There hasn’t been a big push for an L.A. screening until now, despite positive reviews at Sundance last year. The festival was a sobering experience for Meza, a former Catholic school student who is painfully shy and lacking in self-promotional instincts.
“I’m a very private person, and I have a hard time with the whole press thing,” Meza said. “There’s a way of doing Sundance correctly, and we didn’t do it. Our film is really an odd film, and you can’t really pigeonhole it.”
Although Meza--a Mexican national who grew up in Highland Park--populates “Staccato Purr” with Latino characters and plops them into a Latino neighborhood, he isn’t hitting anyone over the head with their ethnicity. The result is a movie that was hard to package.

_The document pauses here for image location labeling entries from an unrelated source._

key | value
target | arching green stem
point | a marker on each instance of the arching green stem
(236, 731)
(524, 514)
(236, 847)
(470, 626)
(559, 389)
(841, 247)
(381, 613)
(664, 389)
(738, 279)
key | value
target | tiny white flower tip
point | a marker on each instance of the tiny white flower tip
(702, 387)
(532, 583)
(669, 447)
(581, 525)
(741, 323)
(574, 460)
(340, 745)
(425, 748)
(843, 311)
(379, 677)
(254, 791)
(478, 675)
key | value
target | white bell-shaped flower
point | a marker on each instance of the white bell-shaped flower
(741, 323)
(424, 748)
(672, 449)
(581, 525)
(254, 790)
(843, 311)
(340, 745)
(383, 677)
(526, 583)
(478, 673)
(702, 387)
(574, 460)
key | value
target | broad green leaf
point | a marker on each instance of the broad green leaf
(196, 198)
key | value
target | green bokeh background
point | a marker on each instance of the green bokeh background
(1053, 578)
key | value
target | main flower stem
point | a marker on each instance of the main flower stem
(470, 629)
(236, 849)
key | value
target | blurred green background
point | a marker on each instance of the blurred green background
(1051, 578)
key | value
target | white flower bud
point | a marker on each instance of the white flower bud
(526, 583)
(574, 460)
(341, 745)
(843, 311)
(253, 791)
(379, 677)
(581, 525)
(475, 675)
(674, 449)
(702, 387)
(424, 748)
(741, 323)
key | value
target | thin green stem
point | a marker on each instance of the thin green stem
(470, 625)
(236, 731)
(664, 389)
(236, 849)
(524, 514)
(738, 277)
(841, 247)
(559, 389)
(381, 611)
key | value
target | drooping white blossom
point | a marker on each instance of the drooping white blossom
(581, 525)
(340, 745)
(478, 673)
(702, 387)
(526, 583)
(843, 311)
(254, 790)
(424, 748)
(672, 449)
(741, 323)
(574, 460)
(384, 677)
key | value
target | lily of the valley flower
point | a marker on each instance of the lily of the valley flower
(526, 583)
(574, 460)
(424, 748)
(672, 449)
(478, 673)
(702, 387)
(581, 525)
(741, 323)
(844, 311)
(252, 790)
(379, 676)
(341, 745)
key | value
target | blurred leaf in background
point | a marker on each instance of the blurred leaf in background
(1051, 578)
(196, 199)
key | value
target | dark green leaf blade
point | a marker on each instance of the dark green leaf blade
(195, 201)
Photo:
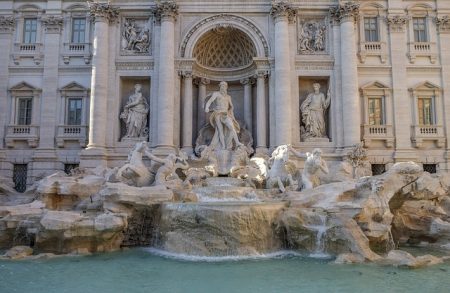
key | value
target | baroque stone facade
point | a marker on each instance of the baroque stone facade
(68, 70)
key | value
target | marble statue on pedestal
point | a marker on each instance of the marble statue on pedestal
(220, 141)
(313, 113)
(135, 114)
(222, 119)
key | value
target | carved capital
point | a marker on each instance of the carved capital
(443, 24)
(103, 12)
(166, 10)
(348, 11)
(249, 81)
(397, 23)
(262, 73)
(7, 24)
(282, 10)
(186, 74)
(52, 24)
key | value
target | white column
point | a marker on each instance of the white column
(103, 15)
(443, 26)
(281, 12)
(166, 94)
(401, 102)
(347, 13)
(187, 112)
(48, 121)
(261, 113)
(248, 82)
(7, 25)
(201, 115)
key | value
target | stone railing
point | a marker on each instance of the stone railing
(67, 133)
(378, 133)
(28, 50)
(77, 50)
(27, 133)
(421, 133)
(422, 49)
(377, 49)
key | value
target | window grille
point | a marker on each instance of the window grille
(78, 30)
(430, 168)
(378, 169)
(30, 30)
(69, 167)
(419, 27)
(20, 177)
(371, 29)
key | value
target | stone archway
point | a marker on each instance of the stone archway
(224, 20)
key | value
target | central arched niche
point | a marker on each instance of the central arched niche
(224, 49)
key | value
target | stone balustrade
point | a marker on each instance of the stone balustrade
(377, 49)
(26, 50)
(378, 132)
(421, 133)
(77, 50)
(422, 49)
(27, 133)
(66, 133)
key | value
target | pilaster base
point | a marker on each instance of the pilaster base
(405, 156)
(93, 157)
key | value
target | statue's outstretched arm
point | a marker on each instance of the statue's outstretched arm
(153, 157)
(324, 166)
(297, 154)
(208, 104)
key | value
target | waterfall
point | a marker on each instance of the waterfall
(321, 230)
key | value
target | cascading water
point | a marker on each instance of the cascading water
(321, 229)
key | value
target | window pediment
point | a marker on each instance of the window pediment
(374, 88)
(23, 87)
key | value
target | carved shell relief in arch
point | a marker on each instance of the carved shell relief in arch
(312, 36)
(135, 36)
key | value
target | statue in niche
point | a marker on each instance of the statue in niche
(135, 38)
(313, 113)
(312, 37)
(313, 164)
(135, 114)
(226, 128)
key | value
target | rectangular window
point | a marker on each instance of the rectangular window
(376, 111)
(20, 177)
(25, 107)
(425, 110)
(378, 169)
(30, 30)
(430, 168)
(74, 109)
(68, 168)
(420, 29)
(371, 29)
(78, 30)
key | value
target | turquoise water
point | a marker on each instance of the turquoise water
(139, 270)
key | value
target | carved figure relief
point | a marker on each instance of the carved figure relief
(313, 114)
(312, 37)
(135, 115)
(135, 36)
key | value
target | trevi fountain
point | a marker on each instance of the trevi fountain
(226, 213)
(226, 203)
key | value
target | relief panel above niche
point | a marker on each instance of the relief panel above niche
(136, 36)
(312, 36)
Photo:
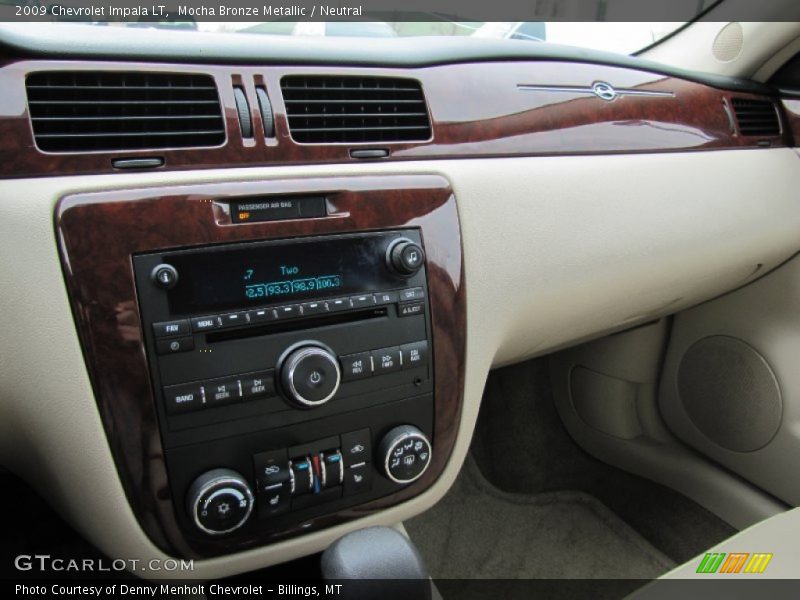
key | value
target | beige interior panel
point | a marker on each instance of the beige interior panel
(763, 317)
(692, 48)
(556, 250)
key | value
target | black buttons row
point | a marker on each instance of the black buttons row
(185, 327)
(385, 360)
(312, 474)
(188, 397)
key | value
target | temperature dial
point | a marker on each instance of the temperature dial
(405, 454)
(220, 501)
(405, 257)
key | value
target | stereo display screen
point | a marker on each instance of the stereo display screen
(258, 274)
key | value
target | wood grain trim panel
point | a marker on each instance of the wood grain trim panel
(477, 110)
(99, 232)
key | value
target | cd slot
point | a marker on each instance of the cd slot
(294, 325)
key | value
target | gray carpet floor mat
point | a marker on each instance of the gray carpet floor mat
(478, 531)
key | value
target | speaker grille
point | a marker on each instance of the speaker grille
(730, 393)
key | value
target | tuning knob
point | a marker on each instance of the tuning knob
(405, 257)
(404, 453)
(219, 501)
(310, 376)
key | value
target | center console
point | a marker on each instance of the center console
(270, 358)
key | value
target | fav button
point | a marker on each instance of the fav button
(171, 328)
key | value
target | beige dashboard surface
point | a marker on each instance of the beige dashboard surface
(557, 250)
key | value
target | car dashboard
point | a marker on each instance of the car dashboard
(273, 289)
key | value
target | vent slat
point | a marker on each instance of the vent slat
(126, 134)
(756, 117)
(331, 109)
(93, 111)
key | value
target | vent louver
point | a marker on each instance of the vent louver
(91, 111)
(327, 110)
(756, 117)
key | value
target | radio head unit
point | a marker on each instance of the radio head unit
(292, 377)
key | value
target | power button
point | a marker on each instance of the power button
(310, 376)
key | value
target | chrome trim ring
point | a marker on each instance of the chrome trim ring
(293, 361)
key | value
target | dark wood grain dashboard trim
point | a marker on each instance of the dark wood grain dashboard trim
(477, 110)
(98, 234)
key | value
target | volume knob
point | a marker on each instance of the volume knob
(310, 376)
(405, 257)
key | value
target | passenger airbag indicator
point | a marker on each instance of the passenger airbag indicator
(260, 209)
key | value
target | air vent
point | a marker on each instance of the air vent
(85, 111)
(756, 117)
(329, 110)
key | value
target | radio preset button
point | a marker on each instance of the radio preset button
(414, 355)
(175, 345)
(362, 301)
(259, 384)
(234, 319)
(386, 298)
(338, 304)
(171, 328)
(386, 360)
(183, 398)
(314, 308)
(222, 391)
(206, 323)
(288, 312)
(412, 294)
(410, 309)
(261, 315)
(356, 366)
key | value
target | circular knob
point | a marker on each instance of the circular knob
(165, 276)
(310, 376)
(219, 501)
(405, 453)
(405, 257)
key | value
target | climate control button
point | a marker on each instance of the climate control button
(405, 454)
(220, 501)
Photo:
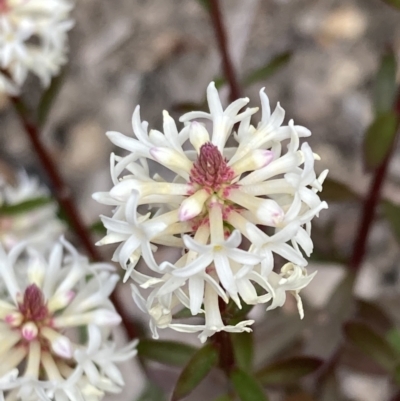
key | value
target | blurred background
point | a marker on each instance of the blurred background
(320, 60)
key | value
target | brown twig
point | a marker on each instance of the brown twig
(64, 198)
(372, 199)
(220, 33)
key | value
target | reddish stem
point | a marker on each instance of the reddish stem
(220, 33)
(372, 199)
(64, 198)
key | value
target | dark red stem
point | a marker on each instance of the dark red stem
(227, 65)
(371, 201)
(64, 198)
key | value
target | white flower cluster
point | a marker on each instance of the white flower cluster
(236, 199)
(33, 38)
(47, 296)
(38, 225)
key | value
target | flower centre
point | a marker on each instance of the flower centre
(32, 314)
(3, 6)
(210, 170)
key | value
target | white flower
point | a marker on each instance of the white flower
(33, 38)
(46, 297)
(38, 226)
(229, 208)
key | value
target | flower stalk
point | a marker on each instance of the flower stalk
(221, 36)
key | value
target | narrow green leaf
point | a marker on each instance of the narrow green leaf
(247, 387)
(195, 371)
(168, 352)
(371, 344)
(335, 191)
(152, 393)
(25, 206)
(49, 96)
(98, 228)
(385, 84)
(269, 69)
(379, 139)
(288, 370)
(393, 337)
(392, 213)
(243, 347)
(393, 3)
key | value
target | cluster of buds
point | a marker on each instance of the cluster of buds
(33, 38)
(235, 200)
(39, 225)
(46, 297)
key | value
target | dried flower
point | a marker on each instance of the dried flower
(221, 192)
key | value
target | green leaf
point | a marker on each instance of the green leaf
(379, 139)
(49, 96)
(152, 393)
(288, 370)
(269, 69)
(385, 84)
(393, 338)
(195, 371)
(392, 213)
(335, 191)
(25, 206)
(243, 347)
(225, 397)
(167, 352)
(246, 386)
(393, 3)
(205, 3)
(371, 344)
(98, 228)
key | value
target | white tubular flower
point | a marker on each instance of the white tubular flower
(45, 297)
(220, 195)
(33, 38)
(39, 226)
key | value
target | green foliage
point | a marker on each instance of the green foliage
(372, 344)
(26, 206)
(98, 228)
(379, 139)
(167, 352)
(288, 370)
(195, 371)
(393, 338)
(243, 347)
(267, 70)
(246, 386)
(392, 214)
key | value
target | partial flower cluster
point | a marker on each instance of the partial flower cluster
(33, 38)
(38, 224)
(54, 300)
(235, 200)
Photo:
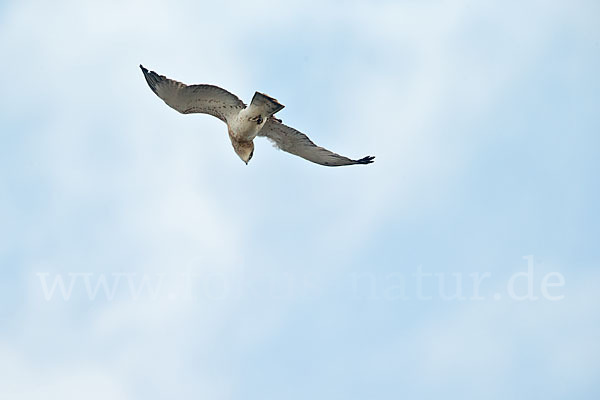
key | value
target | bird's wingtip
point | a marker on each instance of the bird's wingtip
(365, 160)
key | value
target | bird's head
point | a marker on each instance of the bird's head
(245, 150)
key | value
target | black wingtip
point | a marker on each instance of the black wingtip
(365, 160)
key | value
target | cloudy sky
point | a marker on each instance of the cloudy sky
(141, 259)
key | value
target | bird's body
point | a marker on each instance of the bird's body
(244, 123)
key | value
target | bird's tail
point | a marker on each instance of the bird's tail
(264, 105)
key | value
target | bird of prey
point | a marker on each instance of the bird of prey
(244, 123)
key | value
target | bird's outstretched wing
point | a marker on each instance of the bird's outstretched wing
(294, 142)
(206, 99)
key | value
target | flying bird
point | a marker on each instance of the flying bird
(244, 123)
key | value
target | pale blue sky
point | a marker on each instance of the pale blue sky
(484, 120)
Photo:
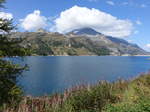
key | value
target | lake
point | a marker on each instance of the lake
(52, 74)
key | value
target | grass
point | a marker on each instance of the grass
(119, 96)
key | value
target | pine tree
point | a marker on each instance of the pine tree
(9, 91)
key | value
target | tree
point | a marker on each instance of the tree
(9, 91)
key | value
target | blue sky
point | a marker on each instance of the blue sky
(134, 11)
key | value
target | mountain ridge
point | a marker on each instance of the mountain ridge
(77, 42)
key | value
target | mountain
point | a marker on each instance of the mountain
(85, 41)
(85, 31)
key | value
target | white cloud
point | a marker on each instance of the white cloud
(34, 21)
(5, 15)
(80, 17)
(110, 2)
(138, 22)
(125, 3)
(143, 5)
(148, 46)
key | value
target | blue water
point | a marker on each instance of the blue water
(54, 74)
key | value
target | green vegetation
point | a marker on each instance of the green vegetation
(119, 96)
(9, 72)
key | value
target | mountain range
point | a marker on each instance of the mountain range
(84, 41)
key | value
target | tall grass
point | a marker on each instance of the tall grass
(119, 96)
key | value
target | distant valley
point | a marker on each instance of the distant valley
(85, 41)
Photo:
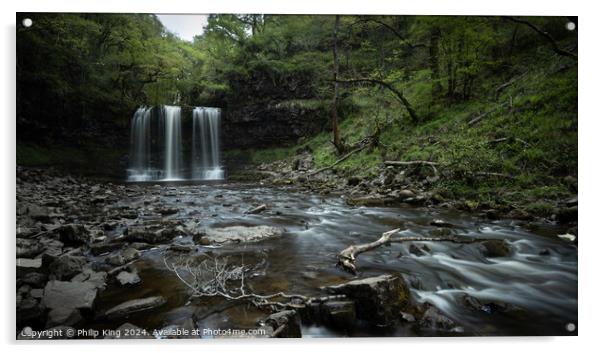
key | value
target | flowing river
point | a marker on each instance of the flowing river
(539, 276)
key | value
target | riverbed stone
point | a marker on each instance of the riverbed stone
(133, 306)
(494, 248)
(35, 279)
(128, 278)
(66, 267)
(291, 321)
(338, 313)
(241, 234)
(28, 247)
(434, 319)
(63, 316)
(150, 234)
(61, 294)
(97, 279)
(75, 234)
(104, 247)
(377, 299)
(29, 309)
(24, 264)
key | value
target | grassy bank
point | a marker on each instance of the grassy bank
(518, 154)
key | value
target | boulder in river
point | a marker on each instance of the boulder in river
(28, 247)
(241, 234)
(495, 248)
(434, 319)
(63, 316)
(128, 278)
(133, 306)
(60, 294)
(75, 234)
(285, 324)
(377, 299)
(150, 234)
(338, 313)
(66, 267)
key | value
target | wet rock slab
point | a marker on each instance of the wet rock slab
(59, 294)
(134, 306)
(377, 299)
(241, 234)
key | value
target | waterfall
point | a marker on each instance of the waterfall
(157, 145)
(205, 144)
(173, 142)
(140, 139)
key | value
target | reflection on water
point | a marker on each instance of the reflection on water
(543, 286)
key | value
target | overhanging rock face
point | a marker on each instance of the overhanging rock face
(272, 124)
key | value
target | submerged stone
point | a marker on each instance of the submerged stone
(241, 234)
(134, 306)
(377, 299)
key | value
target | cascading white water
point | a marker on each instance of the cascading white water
(205, 144)
(157, 146)
(140, 139)
(173, 142)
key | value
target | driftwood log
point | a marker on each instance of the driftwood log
(347, 257)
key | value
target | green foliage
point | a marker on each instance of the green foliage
(87, 72)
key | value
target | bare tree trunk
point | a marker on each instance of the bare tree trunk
(336, 135)
(434, 61)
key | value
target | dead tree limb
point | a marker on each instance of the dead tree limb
(398, 163)
(390, 87)
(545, 35)
(339, 160)
(347, 257)
(500, 175)
(403, 163)
(217, 277)
(507, 84)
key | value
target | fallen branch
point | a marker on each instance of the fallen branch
(217, 277)
(500, 175)
(505, 85)
(544, 34)
(338, 161)
(257, 209)
(478, 118)
(403, 163)
(347, 257)
(398, 163)
(503, 139)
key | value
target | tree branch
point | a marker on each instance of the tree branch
(546, 36)
(347, 257)
(390, 87)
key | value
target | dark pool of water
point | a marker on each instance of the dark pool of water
(317, 228)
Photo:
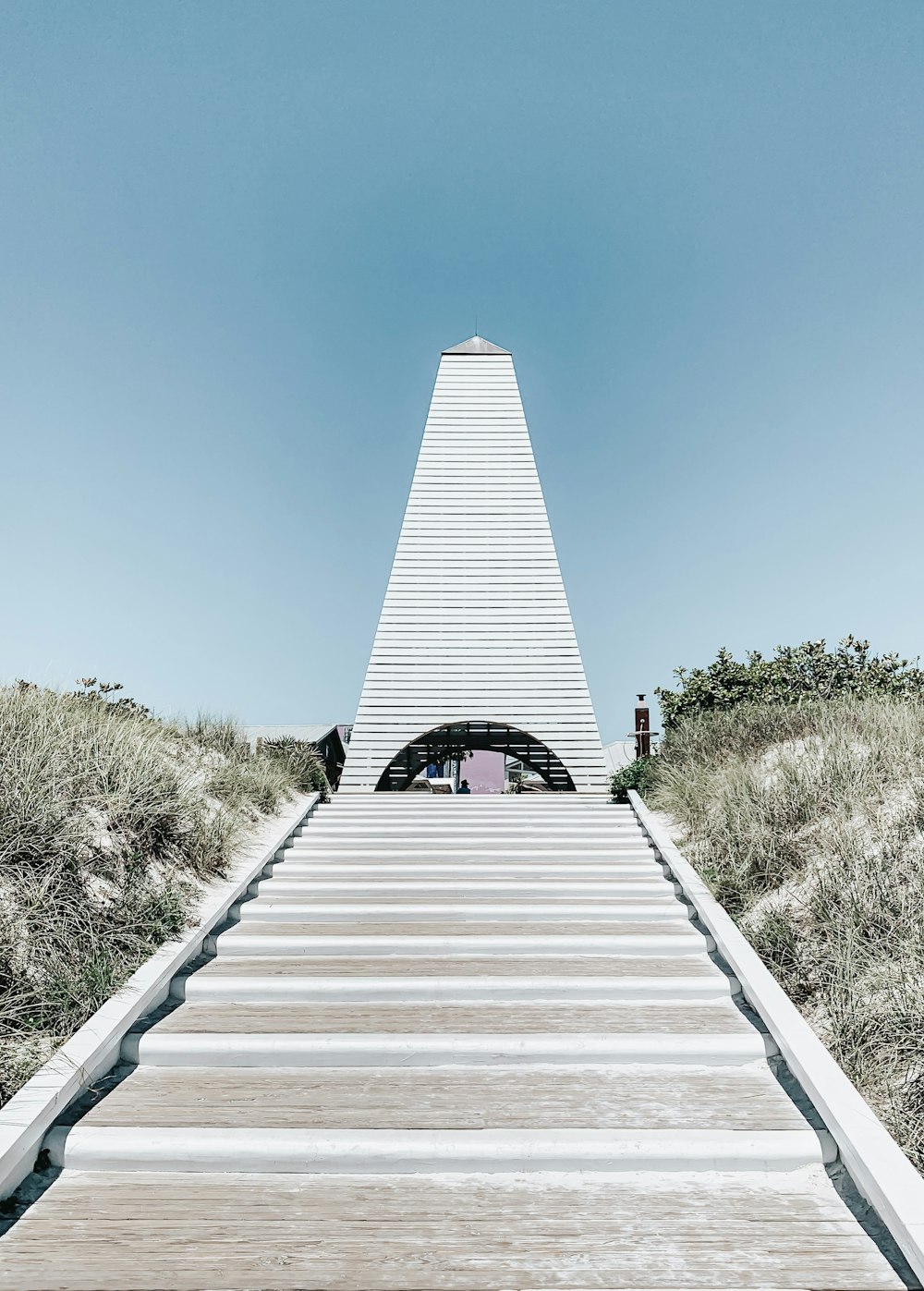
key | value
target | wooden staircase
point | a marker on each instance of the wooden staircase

“I’ve lost innocence in that I’ve accepted that it’s not the quality of the film alone that’s going to make a difference,” Meza said, remembering his experience at Sundance. “It has to do with at one point relinquishing your film to its role as product that is going to be marketed. And I hate that.”
Citing directors like Chris Marker (“Le Jetee”) and Jim Jarmusch (“Stranger Than Paradise”)--both of whom are known for evoking emotional truth in a strictly paced story--as inspiration, Meza is resistant to compromising his idea of what a film should be to fit in with current Hollywood trends.
“I don’t believe so much in morality tales, but I think a good story always teaches you something,” said Meza, who put time in at UCLA’s graduate film program. “It helps elucidate those parts of your life where something’s missing.”
Currently working on the script of what he calls another “dopey little Highland Park movie,” Meza is again hunting for funds to put his vision on screen.
Meanwhile, in a life-imitates-art twist, he has just moved out of his parents’ house. It was an arrangement that he found himself in after a traffic accident put a damper on his own dreams of driving to Texas in the same early-’70s Chevelle, which belonged to his sister.
“I found it a little mystical that as a result of this film, I became enamored with the idea of blasting out of L.A. and going to San Antonio in that same car,” Meza laughed. “It makes me wonder about what kind of forces are working in the universe.”